Para tanto, como ilustração, podemos observar que no final da Idade Média quando os leprosários já não recebiam mais doentes, surgiria um novo problema, uma nova forma de substituir os internatos para enchê-los novamente de “doentes”; este problema seria a loucura. A respeito deste assunto, Foucault (1972, p. 8) demonstra um fato curioso:
É sob a influência do modo de internamento, tal como ele se constituiu no século XVIII, que a doença venérea se isolou, numa certa medida, de seu contexto médico e se integrou, ao lado da Loucura, num espaço moral de exclusão. De fato, a verdadeira herança da lepra não é aí que deve ser buscada, mas sim num fenômeno bastante complexo, do qual a medicina demorará para se apropriar. Esse fenômeno é a Loucura.”
A partir desta concepção sobre a loucura, Foucault afirma que a medicina demorará para se apropriar da Loucura e se utilizaria de medidas talvez pouco científicas, ou seja, com alguns métodos de punição. Num primeiro momento, a loucura seria tratada sobretudo na Idade Moderna, com exclusão: os loucos seriam colocados em navios, Stultifera Navis (A nau dos loucos), e lançados ao mar. Porém, após o século XVIII, quando a loucura deixa de ser apenas um erro ou ilusão para tornar-se uma ameaça, surge o internamento, uma ilha dentro da própria civilização cuja maior preocupação não seria talvez com a perturbação da mente do louco, mas sim, com a perturbação que este poderia causar com o seu modo de agir. No entanto, no século XIX a Psiquiatria (FOUCAULT, 1997, p. 27) toma as rédeas da loucura e, com as promessas de cura, justificaria as formas de asilamento:
1 Assegurar sua segurança pessoal e de sua família;
2 Libertá-los das influências pessoais;
3 Submetê-los à força a um regime médico;
4 Impor-lhes novos hábitos intelectuais e morais;
2 Libertá-los das influências pessoais;
3 Submetê-los à força a um regime médico;
4 Impor-lhes novos hábitos intelectuais e morais;
Assim, denota-se que estas justificativas estão imersas em um discurso de poder, ou melhor, questões de poderes voltados à própria relação institucional, onde se construiria um saber acerca da loucura em total domínio da medicina.
Este discurso de continência e domínio da loucura parece vicioso na história; o período marcado pelo método cartesiano e conhecido como o “século da razão” temerá esta figura alienada e a sua ameaça racional. Restará se defender, tratando os loucos como animais e isolando-os para que não promovam a desordem.
Foucault, influenciado por Nietszche, parece fazer uma genealogia da loucura com um novo modo de analisar o Insano, ou seja, não será por uma via médica especulativa e neurológica e nem mesmo por uma via psicológica, mas sim, por uma ótica, da qual, busca-se a raiz da patologia mental na história das relações humanas.

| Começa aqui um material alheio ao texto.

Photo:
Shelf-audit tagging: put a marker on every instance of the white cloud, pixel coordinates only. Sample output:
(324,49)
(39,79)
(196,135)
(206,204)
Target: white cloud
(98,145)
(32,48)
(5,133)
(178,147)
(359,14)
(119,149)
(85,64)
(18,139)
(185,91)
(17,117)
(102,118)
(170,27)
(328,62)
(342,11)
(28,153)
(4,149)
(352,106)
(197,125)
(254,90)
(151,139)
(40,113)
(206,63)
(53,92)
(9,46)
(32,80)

A História da Loucura tornou-se uma obra ousada mesmo porque Foucault, no início de seus estudos, possuía um grande interesse pela psicologia, chegando a se especializar em psicopatologia fazendo estágios em hospitais psiquiátricos e mantendo contatos com os internos (LOGOS, 1990, p. 693). Mesmo assim, procurou através da história do internamento, as ilusões da ciência psiquiátrica e as mistificações da própria ciência moderna. Ao contrário do que se poderia pensar, não será uma descrição sobre uma história da loucura, baseada em teorias relativas ao tratamento dos doentes mentais, mas a partir das práticas de isolamento: práticas de isolamento se assemelham a práticas discursivas, pois talvez seja através dos discursos que surgirá esta sina de isolamento e punição da loucura.